I almost wish I'd gotten a little further in that process, just to see what it was like.
If it's the place I think it is, they have what I consider an unnecessary thing on their homepage re: VA Tech.
My mom had a "Late Term Abortion" when I was a very little kid. It was due to a miscarriage that didn't complete and she would have died without it. I have strong feelings on the matter, as you might imagine.
My mom had a "Late Term Abortion" when I was a very little kid. It was due to a miscarriage that didn't complete and she would have died without it. I have strong feelings on the matter, as you might imagine.
So did my mother, and I'd not be here if she hadn't because it was the pregnancy before me. Though Mother always called it a miscarriage, because she wasn't the kind of woman to get an abortion.
I really can barely even think about any of this stuff, because it makes me so crazy. The good news for your mother, Robin, is that even today she'd be protected if it was her life at stake.
Connie, on the flip side, I have a friend who works in reproductive health who recently had a miscarriage, and she talked about the abortion she had to get after the fetus stopped growing.
Where I'm gobsmacked is that health is not seen as justification enough. I mean, I have the right to defend myself in general, just not inside my own body?
with a gun, yes.
at the doctor, nsm.
Whoa, the Cho did have a history of mental illness -- I didn't know that.
(Assuming that we can trust Fox news?)
And Nikki Giovanni was one of his teachers?
"It was not bad poetry. It was intimidating," poet Nikki Giovanni, one of his professors, told CNN.

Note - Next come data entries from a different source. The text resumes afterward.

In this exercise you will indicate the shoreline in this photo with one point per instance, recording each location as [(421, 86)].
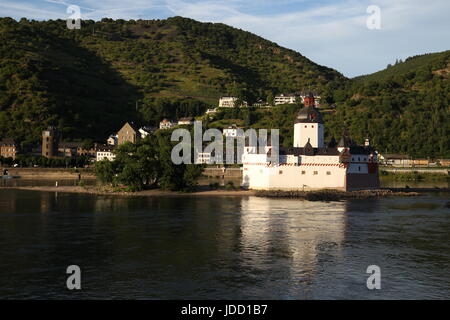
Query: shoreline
[(314, 195), (145, 193)]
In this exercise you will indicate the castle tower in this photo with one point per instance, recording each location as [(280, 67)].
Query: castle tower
[(309, 125), (50, 142)]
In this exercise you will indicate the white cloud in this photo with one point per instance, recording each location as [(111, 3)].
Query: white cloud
[(332, 33)]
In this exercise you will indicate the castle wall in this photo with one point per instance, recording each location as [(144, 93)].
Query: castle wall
[(356, 181), (302, 177)]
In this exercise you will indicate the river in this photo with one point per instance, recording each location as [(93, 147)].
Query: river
[(222, 248)]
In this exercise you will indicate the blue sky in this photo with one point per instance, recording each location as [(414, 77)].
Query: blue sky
[(331, 33)]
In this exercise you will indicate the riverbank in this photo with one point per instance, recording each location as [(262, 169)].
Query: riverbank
[(316, 195), (51, 173), (336, 195), (145, 193)]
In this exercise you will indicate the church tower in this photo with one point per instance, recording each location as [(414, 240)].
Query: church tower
[(309, 125)]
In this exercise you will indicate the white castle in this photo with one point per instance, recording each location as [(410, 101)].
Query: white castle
[(310, 164)]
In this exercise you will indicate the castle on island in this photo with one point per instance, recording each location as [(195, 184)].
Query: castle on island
[(310, 164)]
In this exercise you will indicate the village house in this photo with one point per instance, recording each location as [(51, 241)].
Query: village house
[(69, 149), (398, 160), (232, 131), (105, 152), (227, 102), (230, 102), (208, 158), (211, 111), (8, 148), (112, 140), (186, 121), (166, 124), (128, 133), (146, 131), (50, 139), (285, 99)]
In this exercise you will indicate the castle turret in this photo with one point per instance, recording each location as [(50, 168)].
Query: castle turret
[(50, 142), (309, 125)]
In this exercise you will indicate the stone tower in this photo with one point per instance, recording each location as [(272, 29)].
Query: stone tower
[(50, 142), (309, 125)]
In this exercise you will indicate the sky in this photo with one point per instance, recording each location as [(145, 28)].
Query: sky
[(354, 37)]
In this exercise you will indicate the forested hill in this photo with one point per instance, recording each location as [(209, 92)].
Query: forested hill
[(89, 81), (405, 108)]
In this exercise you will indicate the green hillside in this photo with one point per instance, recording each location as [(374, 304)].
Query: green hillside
[(405, 108), (89, 81)]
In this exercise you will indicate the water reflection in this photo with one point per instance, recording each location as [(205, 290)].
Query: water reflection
[(294, 237), (225, 247)]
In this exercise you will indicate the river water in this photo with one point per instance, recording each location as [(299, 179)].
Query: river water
[(222, 247)]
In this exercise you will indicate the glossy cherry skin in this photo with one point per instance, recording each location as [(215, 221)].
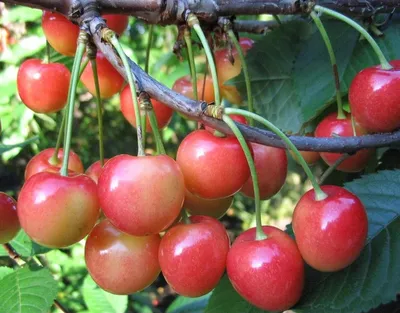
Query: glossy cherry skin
[(116, 22), (60, 32), (141, 195), (331, 125), (41, 162), (374, 98), (209, 207), (43, 87), (268, 273), (120, 263), (213, 167), (9, 223), (271, 167), (110, 80), (57, 211), (193, 256), (163, 113), (330, 233)]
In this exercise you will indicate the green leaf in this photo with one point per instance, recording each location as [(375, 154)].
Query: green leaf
[(27, 290), (100, 301)]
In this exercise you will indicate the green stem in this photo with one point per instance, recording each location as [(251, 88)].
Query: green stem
[(245, 72), (193, 73), (71, 103), (259, 231), (384, 63), (319, 194), (99, 110), (132, 85), (332, 58)]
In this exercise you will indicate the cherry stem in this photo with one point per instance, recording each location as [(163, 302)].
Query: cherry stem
[(319, 194), (259, 231), (71, 100), (193, 22), (332, 58), (384, 63), (99, 106), (132, 85), (245, 69)]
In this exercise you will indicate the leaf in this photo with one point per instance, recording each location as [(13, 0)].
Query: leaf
[(27, 290), (100, 301)]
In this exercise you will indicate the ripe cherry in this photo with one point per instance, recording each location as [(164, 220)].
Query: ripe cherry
[(193, 256), (374, 98), (43, 87), (43, 161), (268, 273), (141, 195), (330, 233), (110, 80), (331, 126), (57, 211), (209, 207), (213, 167), (120, 263), (9, 223), (271, 166), (163, 113)]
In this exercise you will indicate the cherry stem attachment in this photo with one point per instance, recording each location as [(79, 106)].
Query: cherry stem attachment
[(114, 41), (259, 231), (332, 58), (245, 69), (382, 59), (194, 23), (71, 100), (319, 194)]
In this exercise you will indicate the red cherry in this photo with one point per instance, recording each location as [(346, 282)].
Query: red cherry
[(374, 98), (330, 233), (162, 112), (271, 167), (120, 263), (117, 22), (199, 206), (60, 32), (110, 80), (9, 223), (213, 167), (42, 162), (268, 273), (193, 256), (141, 195), (330, 126), (43, 87), (57, 211)]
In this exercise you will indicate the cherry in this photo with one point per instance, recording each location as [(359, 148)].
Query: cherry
[(331, 126), (271, 166), (209, 207), (193, 256), (42, 162), (61, 33), (162, 112), (374, 98), (330, 233), (213, 167), (120, 263), (268, 273), (116, 22), (141, 195), (9, 223), (57, 211), (43, 87), (110, 80)]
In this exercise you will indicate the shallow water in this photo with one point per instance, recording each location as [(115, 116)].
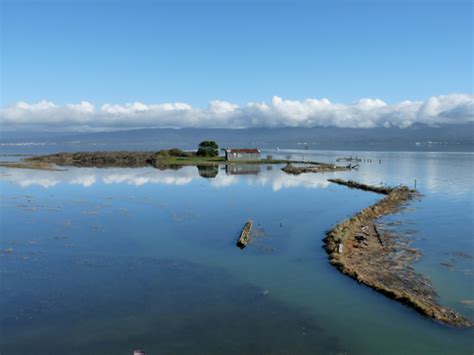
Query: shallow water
[(102, 261)]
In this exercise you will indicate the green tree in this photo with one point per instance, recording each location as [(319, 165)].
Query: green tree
[(208, 149)]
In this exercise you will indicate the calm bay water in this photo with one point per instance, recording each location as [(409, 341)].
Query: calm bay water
[(102, 261)]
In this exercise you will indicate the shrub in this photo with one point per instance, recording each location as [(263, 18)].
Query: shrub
[(208, 149)]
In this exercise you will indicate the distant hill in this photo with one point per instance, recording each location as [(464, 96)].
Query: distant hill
[(415, 138)]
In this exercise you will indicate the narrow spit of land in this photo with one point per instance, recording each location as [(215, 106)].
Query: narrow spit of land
[(172, 158), (359, 250), (314, 168)]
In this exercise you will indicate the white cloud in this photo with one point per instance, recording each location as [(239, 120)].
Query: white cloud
[(365, 113)]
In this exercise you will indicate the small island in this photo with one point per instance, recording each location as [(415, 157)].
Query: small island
[(207, 155)]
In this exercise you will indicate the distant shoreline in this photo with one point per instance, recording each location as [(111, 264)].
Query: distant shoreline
[(161, 160)]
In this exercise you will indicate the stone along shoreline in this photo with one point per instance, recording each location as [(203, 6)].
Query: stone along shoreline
[(357, 248)]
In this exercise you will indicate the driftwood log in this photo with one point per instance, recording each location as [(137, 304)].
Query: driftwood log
[(244, 237)]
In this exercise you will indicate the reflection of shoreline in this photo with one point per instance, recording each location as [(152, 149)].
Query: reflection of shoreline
[(217, 178)]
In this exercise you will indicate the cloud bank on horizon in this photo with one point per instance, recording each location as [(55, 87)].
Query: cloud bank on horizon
[(365, 113)]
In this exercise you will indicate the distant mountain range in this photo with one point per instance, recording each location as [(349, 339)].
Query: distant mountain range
[(414, 138)]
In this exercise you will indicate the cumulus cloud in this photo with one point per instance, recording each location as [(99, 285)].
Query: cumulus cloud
[(365, 113)]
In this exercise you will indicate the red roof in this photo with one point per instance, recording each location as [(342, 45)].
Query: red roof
[(239, 150)]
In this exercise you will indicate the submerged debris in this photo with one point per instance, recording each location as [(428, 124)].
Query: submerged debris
[(314, 168), (357, 249), (245, 235)]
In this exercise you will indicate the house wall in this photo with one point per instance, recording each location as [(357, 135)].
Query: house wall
[(242, 156)]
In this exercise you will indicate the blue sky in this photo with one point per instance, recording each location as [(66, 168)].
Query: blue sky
[(117, 52)]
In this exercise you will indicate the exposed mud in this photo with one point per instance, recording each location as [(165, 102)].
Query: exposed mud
[(383, 261)]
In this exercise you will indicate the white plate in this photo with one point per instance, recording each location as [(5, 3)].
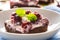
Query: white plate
[(54, 21)]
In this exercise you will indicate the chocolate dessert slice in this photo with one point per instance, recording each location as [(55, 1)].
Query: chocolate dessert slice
[(27, 22)]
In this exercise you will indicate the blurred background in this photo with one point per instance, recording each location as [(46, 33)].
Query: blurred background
[(9, 4)]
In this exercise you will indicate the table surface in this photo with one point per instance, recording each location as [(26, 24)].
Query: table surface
[(6, 6)]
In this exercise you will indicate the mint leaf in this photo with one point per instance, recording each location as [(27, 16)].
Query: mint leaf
[(31, 17), (20, 12)]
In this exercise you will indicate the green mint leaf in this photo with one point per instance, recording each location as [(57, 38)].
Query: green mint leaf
[(20, 12), (31, 17)]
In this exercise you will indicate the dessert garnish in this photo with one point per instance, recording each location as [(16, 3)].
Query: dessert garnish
[(25, 21)]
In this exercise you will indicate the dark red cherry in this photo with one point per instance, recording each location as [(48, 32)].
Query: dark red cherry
[(38, 15), (13, 14), (17, 18), (27, 12)]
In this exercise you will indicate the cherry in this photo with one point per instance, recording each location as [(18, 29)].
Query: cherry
[(13, 14), (38, 15), (27, 12)]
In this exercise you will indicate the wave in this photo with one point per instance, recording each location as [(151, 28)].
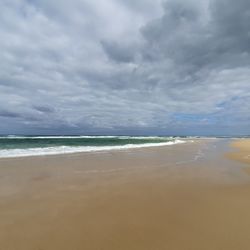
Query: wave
[(10, 153), (84, 136)]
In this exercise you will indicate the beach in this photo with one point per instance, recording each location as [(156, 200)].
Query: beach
[(188, 196)]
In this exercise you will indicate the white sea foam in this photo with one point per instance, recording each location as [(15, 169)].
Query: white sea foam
[(83, 136), (9, 153)]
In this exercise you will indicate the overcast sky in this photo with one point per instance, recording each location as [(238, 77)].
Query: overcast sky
[(124, 67)]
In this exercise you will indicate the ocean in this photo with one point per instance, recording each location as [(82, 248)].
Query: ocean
[(19, 146)]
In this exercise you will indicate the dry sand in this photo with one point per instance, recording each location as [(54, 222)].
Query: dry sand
[(185, 197)]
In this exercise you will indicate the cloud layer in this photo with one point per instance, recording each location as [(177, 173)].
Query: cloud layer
[(137, 67)]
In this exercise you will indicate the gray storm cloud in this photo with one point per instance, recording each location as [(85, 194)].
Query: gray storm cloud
[(148, 67)]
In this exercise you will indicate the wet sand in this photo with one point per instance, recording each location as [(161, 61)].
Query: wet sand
[(243, 153), (186, 197)]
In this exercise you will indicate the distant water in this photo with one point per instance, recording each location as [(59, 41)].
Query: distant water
[(16, 146)]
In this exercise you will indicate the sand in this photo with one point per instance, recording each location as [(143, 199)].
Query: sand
[(243, 153), (183, 197)]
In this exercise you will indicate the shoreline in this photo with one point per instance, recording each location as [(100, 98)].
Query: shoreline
[(187, 196), (61, 150)]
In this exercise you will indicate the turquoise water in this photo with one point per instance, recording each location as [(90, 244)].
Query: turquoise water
[(12, 146), (43, 142)]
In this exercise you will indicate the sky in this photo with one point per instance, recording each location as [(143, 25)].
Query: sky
[(143, 67)]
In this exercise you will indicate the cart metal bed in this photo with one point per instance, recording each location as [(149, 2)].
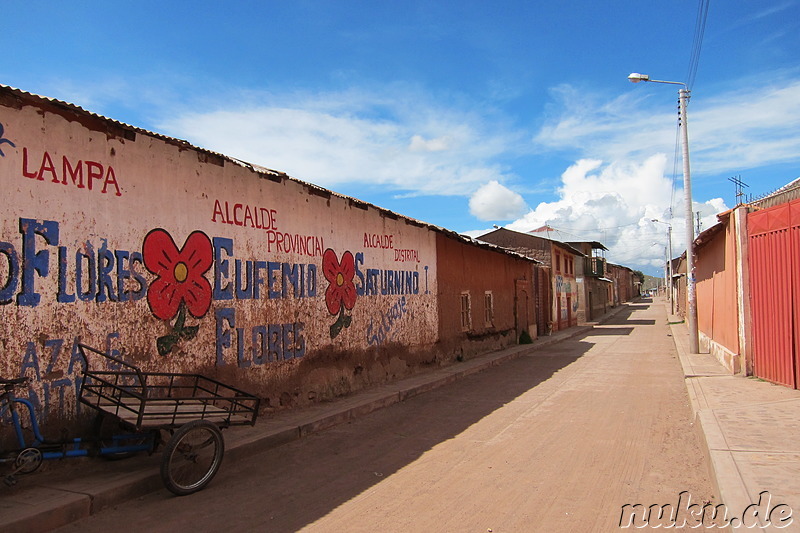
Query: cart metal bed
[(162, 400), (193, 408)]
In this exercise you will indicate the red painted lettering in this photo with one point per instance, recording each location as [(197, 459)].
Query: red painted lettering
[(228, 214), (47, 166), (75, 174), (25, 171), (94, 171), (217, 211)]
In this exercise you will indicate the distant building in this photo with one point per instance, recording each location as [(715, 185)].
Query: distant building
[(562, 261)]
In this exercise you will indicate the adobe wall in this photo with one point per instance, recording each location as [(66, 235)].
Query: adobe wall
[(182, 260), (464, 268), (717, 315)]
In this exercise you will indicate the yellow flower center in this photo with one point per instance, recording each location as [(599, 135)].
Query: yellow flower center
[(181, 272)]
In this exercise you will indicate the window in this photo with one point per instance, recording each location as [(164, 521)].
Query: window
[(466, 312), (488, 307)]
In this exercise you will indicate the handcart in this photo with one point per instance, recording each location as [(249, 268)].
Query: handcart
[(192, 407)]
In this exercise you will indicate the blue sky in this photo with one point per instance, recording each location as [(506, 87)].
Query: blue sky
[(461, 114)]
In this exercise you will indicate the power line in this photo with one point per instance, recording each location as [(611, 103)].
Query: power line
[(697, 43)]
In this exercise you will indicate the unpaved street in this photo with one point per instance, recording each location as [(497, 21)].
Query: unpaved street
[(555, 441)]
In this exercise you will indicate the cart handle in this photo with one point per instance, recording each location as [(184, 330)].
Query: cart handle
[(84, 347)]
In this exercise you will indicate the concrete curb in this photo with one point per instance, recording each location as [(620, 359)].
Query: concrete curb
[(724, 473), (48, 506)]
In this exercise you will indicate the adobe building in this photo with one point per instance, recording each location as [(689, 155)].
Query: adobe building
[(561, 260), (590, 274), (179, 259)]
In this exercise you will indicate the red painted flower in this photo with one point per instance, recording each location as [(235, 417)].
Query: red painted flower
[(180, 273), (342, 290)]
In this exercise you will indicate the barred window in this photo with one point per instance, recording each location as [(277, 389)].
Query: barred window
[(488, 307), (466, 312)]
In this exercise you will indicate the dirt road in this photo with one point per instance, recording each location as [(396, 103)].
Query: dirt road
[(555, 441)]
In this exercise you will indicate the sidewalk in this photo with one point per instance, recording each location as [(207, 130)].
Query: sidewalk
[(77, 488), (751, 429)]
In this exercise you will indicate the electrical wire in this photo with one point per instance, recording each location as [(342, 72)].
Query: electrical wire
[(697, 42)]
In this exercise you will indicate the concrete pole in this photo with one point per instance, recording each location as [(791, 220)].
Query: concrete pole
[(669, 266), (691, 312)]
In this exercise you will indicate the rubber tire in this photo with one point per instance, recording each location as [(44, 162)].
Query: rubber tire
[(28, 461), (181, 472)]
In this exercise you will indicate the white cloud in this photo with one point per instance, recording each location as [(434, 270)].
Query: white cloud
[(615, 204), (494, 201), (418, 144), (400, 141)]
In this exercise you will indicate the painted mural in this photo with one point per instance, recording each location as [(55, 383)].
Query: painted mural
[(150, 251)]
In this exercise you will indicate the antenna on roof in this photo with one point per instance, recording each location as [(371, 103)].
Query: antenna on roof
[(738, 184)]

"I know we're talking about a youngster, but troubled youngsters get drunk and jump off buildings," she said. "There was something mean about this boy. It was the meanness — I've taught troubled youngsters and crazy people — it was the meanness that bothered me. It was a really mean streak."
Giovanni said her students were so unnerved by Cho's behavior, including taking pictures of them with his cell phone, that some stopped coming to class and she had security check on her room. She eventually had him taken out of her class, after threatening to quit if he wasn't removed.
Lucinda Roy, a co-director of creative writing at Virginia Tech, said she tutored Cho after that. She said she tried to get him into counseling in late 2005 but he always refused.
"He was so distant and so lonely," she told ABC's "Good Morning America" Wednesday. "It was almost like talking to a hole, as though he wasn't there most of the time. He wore sunglasses and his hat very low so it was hard to see his face."